Sauf qu'à la fin, une vraie pagaille règne en ville ! Les couples sont en crise, les familles au bord de l'implosion... À force de tout mesurer, les gens ne se parlent plus, ne se comprennent plus et se chamaillent.
Hop, le père et le fils déclarent leurs inventions obsolètes et lancent un appel général pour rapporter tous les instruments mis sur le marché. Ils finiront au musée, c'est mieux ! Et cela n'empêchera pas notre duo ingénieux de créer des inventions juste pour rire.
Un super album à l'esthétisme original, un brin vintage, et qui raconte une histoire désopilante sur ce besoin irrépressible de vouloir tout contrôler, sans prendre en compte la complexité des sentiments. Une lecture qui invite à une réflexion intéressante !
Milan, mai 2016
L'histoire du soir #23 : De vrais amis, par Anne-Gaëlle Balpe & Nathalie Choux
Sur le chemin de l'école, le jour de la rentrée, un petit garçon croise un drôle de personnage tout jaune. Il se lie aussitôt d'amitié avec lui et le présente à sa maîtresse en tant que Lucien. Le soir, il fait le même cinéma à ses parents, il se met à table à côté de lui et dort blotti contre son nouvel ami.
Au bout de quelques jours, les copains le chahutent pendant la récréation. La maîtresse lui demande de faire des efforts avec les autres, un élève prend la place de Lucien, les parents ne veulent plus mettre de couverts pour lui. Le garçon voit rouge et se sent seul contre tous.
Alors Lucien lui montre le ciel nuageux, derrière lequel se cache la lune. Le lendemain matin, il a disparu. L'enfant est chagriné et cherche son ami. A l'école, il se force à jouer avec les autres, il se surprend à aimer ça et passe finalement une bonne journée. Cette nuit-là, il retrouve son cher Lucien, sous les traits de la lune.

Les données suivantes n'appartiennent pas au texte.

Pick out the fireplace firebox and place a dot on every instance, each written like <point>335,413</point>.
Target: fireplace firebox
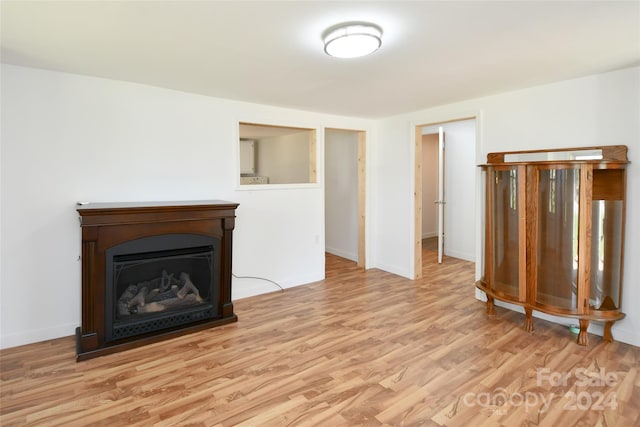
<point>152,271</point>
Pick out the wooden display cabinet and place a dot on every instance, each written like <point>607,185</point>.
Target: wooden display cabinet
<point>555,233</point>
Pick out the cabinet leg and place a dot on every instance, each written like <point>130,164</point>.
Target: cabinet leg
<point>491,309</point>
<point>583,339</point>
<point>528,320</point>
<point>607,336</point>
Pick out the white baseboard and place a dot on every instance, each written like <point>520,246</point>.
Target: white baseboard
<point>36,335</point>
<point>341,253</point>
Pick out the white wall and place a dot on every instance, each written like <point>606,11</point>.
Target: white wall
<point>429,185</point>
<point>68,138</point>
<point>602,109</point>
<point>341,193</point>
<point>284,159</point>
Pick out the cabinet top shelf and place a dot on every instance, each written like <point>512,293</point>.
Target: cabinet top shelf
<point>601,154</point>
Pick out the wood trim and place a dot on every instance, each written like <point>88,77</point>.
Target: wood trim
<point>584,238</point>
<point>610,153</point>
<point>362,199</point>
<point>488,224</point>
<point>417,194</point>
<point>522,232</point>
<point>533,188</point>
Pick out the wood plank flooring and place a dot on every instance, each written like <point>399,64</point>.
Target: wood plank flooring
<point>361,348</point>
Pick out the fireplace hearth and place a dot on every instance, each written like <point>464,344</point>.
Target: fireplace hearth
<point>152,271</point>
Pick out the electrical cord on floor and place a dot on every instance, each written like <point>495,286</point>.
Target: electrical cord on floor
<point>259,278</point>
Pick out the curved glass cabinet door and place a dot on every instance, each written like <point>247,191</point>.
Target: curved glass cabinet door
<point>557,250</point>
<point>504,228</point>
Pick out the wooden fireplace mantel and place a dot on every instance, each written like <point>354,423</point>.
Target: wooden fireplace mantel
<point>105,225</point>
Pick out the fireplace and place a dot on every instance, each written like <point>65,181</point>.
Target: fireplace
<point>152,271</point>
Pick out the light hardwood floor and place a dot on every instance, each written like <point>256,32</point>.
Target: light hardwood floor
<point>359,348</point>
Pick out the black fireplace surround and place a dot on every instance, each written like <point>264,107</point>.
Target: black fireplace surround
<point>152,271</point>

Voilà un album doux et subtil, où il est question d'ami imaginaire, de solitude, de peur de l'inconnu et de confiance en soi. C'est un souci que rencontrent souvent les enfants, sans parvenir à exprimer clairement ce qu'ils ressentent. J'admire la souplesse et la tendresse manifestées dans cette histoire, la délicatesse d'Anne-Gaëlle Balpe combinée à la fausse naïveté des dessins de Nathalie Choux. On a envie de se pelotonner dans sa couette en feuilletant cet album, il fait un bien fou et c'est réconfortant.

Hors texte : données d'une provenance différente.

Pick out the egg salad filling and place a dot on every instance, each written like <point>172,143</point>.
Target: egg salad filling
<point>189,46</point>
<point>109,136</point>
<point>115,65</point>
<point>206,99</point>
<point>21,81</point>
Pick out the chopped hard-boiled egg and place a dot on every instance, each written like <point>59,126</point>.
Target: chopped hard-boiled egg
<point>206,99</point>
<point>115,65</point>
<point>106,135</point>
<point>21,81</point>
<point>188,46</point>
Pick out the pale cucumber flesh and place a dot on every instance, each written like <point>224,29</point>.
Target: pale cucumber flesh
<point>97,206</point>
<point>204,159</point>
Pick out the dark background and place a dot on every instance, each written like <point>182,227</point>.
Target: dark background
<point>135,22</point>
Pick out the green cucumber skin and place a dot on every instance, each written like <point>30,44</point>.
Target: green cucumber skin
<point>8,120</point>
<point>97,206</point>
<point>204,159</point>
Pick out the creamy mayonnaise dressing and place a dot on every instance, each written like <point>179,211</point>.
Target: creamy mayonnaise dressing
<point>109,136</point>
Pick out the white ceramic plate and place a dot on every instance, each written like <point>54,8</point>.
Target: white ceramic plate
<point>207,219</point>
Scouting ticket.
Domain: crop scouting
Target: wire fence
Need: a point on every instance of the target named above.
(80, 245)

De vrais amis, par Anne-Gaëlle Balpe et Nathalie Choux (Gallimard jeunesse, 2012)
Faut croire qu'on aime ça, les mystères.
Un an a passé depuis les tumultueux évènements survenus au 180 rue des Innocents, Youri, Tomaso et Emma ont regagné un semblant de quiétude, et paf ! leur clodo Félix, qui fait partie des murs, est retrouvé baignant dans une flaque de sang, sauvagement battu, entre la vie et la mort. Aussitôt Flora accourt pour l'accompagner aux urgences, et puis plus rien ! Tomaso et Youri n'ont plus de nouvelles, mais refusent de rester inactifs. Ils décident alors de retrouver la fille de Félix, une certaine Sophie, pour que le pauvre vieux n'imagine pas qu'il est seul au monde en ayant raté sa vie.

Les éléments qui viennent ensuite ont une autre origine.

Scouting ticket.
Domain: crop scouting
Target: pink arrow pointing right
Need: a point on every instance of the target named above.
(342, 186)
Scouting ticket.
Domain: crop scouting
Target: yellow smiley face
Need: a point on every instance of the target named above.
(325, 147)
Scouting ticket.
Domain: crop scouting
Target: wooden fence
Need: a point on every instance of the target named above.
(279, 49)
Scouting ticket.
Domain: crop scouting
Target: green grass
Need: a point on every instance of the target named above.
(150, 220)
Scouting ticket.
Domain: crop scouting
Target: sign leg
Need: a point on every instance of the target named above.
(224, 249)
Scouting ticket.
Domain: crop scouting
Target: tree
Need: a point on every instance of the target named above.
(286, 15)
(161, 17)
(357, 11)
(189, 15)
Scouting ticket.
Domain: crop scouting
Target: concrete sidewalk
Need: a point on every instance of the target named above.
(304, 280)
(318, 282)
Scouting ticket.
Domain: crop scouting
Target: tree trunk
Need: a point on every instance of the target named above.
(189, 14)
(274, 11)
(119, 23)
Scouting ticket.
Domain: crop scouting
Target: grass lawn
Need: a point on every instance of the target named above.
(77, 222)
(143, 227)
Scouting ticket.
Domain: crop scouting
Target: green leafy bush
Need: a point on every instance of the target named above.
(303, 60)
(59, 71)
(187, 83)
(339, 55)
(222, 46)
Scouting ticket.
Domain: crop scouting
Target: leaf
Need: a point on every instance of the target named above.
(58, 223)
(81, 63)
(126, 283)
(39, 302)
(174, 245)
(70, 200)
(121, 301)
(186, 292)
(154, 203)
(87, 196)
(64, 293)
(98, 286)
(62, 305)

De son côté, Emma, amoureuse, a pris ses distances avec les garçons avant de réaliser la couleur amère de sa jolie romance. Hop, il est temps de rentrer au bercail et d'apporter son aide aux copains. Mais leur enquête ne s'arrête pas à retrouver une enfant perdue, c'est surtout flirter avec le danger, encore une fois. Près du corps de Félix, figuraient des inscriptions à connotation fasciste. Les suspects sont désignés, ne manquent plus que les preuves... Et là, attention, DANGER !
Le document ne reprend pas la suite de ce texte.